KAI Larang Penumpang dengan Gejala Demam Naik Kereta

    Ahmad Rofahan - 15 Maret 2020 14:42 WIB
    KAI Larang Penumpang dengan Gejala Demam Naik Kereta
    Pengecekan suhu tubuh penumpang di Stasiun Cirebon. (Foto: Medcom.id/Rofahan_
    Cirebon: PT Kereta Api Indonesia (KAI) Daerah Operasional 3 Cirebon, Jawa Barat, melarang penumpang dengan indikasi demam naik kereta. Lewat pengecekan suhu tubuh di stasiun, setiap penumpang diperiksa apakah layak berkendara dengan kereta api atau sebaliknya.

    "Kalau yang terindikasi suspect korona, dilarang melakukan perjalanan dengan kereta api," kata Manager Humas Daop 3 Cirebon Luqman Arif, Minggu, 15 Maret 2020.

    Arif menjelaskan, pihaknya sudah menyiapkan petugas pengecek suhu, yang berdampingan dengan pemeriksaan tiket. Jika ditemukan ada calon penumpang dengan suhu tubuh mencapai 38 derajat celsius lebih, larangan untuk naik kereta api diberlakukan.

    Baca juga: Rapat Bareng Menhub, Menteri BUMN Ikut Tes Korona

    "Berdasarkan rekomendasi petugas kesehatan, penumpang tersebut dilarang untuk naik kereta api," jelasnya.

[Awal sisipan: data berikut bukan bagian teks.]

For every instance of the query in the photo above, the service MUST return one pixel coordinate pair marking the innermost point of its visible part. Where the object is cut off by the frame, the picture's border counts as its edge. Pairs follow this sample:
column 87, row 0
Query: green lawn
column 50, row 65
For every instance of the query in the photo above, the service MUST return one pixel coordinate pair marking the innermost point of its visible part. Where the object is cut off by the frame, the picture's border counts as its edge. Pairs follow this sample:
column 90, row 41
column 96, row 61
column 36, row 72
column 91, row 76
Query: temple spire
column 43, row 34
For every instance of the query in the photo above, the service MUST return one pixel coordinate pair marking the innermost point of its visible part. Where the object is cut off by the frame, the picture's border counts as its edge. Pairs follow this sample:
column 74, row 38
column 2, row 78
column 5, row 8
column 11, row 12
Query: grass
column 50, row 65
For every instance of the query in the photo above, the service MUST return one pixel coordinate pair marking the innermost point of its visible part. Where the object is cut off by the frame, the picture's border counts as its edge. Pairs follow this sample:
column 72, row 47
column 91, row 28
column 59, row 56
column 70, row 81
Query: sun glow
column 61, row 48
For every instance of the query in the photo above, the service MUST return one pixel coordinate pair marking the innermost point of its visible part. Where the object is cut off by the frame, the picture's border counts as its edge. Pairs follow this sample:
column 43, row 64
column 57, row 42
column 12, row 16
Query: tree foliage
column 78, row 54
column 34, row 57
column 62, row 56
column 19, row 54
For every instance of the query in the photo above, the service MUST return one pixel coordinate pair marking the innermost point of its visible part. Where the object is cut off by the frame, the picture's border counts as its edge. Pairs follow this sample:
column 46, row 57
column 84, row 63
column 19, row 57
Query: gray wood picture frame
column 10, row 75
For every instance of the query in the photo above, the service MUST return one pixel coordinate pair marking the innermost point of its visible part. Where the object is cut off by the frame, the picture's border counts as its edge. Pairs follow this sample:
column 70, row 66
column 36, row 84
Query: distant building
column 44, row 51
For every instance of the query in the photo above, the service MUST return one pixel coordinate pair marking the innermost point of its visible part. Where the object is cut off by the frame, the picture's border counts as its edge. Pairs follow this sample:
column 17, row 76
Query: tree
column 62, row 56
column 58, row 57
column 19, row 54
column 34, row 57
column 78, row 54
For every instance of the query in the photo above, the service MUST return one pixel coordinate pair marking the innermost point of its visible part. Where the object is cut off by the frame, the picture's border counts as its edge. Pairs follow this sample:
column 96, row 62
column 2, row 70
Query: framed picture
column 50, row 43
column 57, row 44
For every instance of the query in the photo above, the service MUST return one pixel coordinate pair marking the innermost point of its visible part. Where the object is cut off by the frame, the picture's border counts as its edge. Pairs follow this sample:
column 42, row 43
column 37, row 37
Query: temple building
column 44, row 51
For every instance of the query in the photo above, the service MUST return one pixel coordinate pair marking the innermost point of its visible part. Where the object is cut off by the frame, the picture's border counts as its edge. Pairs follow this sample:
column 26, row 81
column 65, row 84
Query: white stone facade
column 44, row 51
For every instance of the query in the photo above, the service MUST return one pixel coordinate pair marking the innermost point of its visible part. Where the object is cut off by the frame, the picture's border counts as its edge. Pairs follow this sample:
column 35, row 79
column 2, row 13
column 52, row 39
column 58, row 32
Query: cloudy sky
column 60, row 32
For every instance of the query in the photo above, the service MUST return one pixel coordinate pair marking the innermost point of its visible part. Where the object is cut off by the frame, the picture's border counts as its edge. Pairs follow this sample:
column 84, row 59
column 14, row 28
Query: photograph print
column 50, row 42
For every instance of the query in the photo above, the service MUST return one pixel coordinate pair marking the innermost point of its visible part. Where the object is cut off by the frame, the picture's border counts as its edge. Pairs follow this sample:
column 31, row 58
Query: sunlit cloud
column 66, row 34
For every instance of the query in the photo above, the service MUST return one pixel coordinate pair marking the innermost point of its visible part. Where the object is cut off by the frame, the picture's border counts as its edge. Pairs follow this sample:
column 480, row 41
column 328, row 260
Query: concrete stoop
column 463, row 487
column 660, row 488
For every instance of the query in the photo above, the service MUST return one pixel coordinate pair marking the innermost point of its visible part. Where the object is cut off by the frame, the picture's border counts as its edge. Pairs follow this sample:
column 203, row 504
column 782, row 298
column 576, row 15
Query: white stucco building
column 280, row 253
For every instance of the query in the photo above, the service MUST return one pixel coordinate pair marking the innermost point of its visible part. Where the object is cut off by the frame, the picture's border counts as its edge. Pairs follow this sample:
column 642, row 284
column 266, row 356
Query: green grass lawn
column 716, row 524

    Kendati demikian, Luqman menambahkan PT KAI memberikan kebijakan, penumpang yang dilarang naik kereta tersebut, bisa mendapatkan pengembalian bea tiket secara penuh. Termasuk bagi penumpang yang membawa pendamping.

    "Kalau beda kode booking, bea tiket pendamping yang bisa dikembalikan penuh, hanya berlaku untuk dua orang," pungkasnya.




    (MEL)

    Bagaimana tanggapan anda mengenai artikel ini?

    Cara untuk mendapatkan Berita terbaru dari kami.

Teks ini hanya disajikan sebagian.